Since direct transport is always allowed, any feasible solution satisfies `O <= B`, so this is simply the relative improvement over the baseline, scaled to `1,000,000`.

- Baseline solution: score `0`
- Better solutions: higher scores
- Perfectly eliminating all driving distance: score `1,000,000`

If your output is infeasible, the score is `0`.

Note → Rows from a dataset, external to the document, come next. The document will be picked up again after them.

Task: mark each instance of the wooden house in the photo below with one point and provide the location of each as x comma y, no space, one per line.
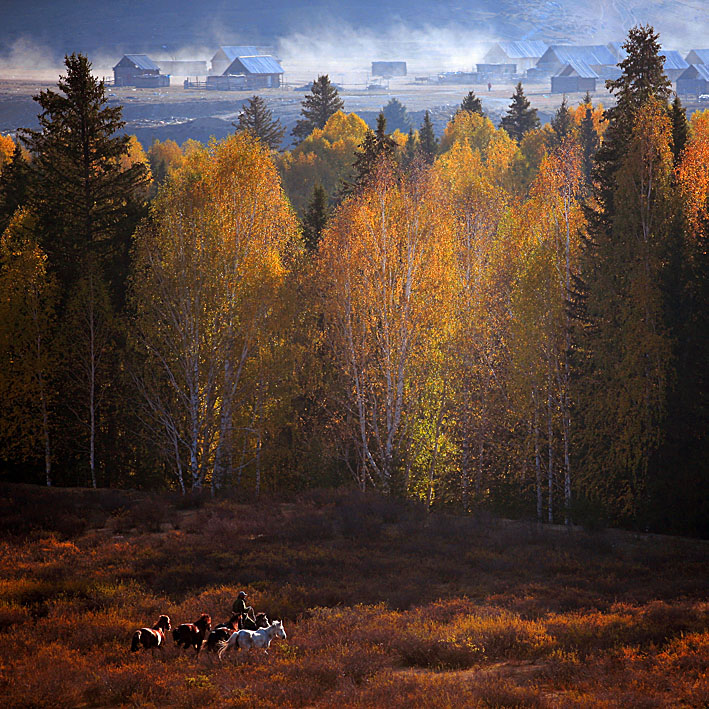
575,77
524,54
261,72
694,80
138,70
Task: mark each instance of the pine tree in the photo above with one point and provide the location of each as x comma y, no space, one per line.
257,118
624,386
472,104
588,137
84,199
315,218
14,186
377,147
562,123
520,117
680,128
428,143
322,102
397,116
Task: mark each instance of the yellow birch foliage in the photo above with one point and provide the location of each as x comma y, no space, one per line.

The total score of a submission is the sum of its scores over all test files.

---

## Constraints

- `2 <= V <= 8000`
- `V-1 <= E <= 40000`
- `1 <= M <= 3000`
- `1 <= N <= 100000`
- `1 <= C <= 10^12`
- `1 <= w <= 10^9`
- `1 <= cost_j <= 10^9`
- `1 <= u, v, p_j, s_i, t_i <= V`
- `s_i != t_i`
- candidate site intersections `p_j` are distinct

The exact optimum is intended to be computationally difficult in general; heuristic and approximation methods are expected.

- Time limit: 4 seconds
- Memory limit: 1024 MB

---

## Example

### Sample input
```text
5 6 3 3 7
1 2 4
2 3 4
3 4 4
4 5 4
1 5 20
2 5 7
2 3
4 4
5 5
1 4
1 5
3 5
```

### Sample output
```text
2
1
2
```

### Explanation

There are 3 candidate pad sites:

- site 1 at intersection 2, cost 3
- site 2 at intersection 4, cost 4
- site 3 at intersection 5, cost 5

The sample output builds sites 1 and 2, with total cost `3 + 4 = 7`, which fits the budget.

Shortest direct shipment costs are:

- `1 -> 4`: `12`
- `1 -> 5`: `11`
- `3 -> 5`: `8`

So the baseline is `B = 31`.

With pads at intersections 2 and 4:

- `1 -> 4`: drive `1 -> 2` (4), teleport `2 -> 4` (0), drive `4 -> 4` (0), total `4`
- `1 -> 5`: drive `1 -> 2` (4), teleport `2 -> 4` (0), drive `4 -> 5` (4), total `8`
- `3 -> 5`: best remains `8`

Thus `O = 4 + 8 + 8 = 20`.

Relative improvement is `(31 - 20) / 31 = 11/31`, so the score for this file is approximately `354,839`.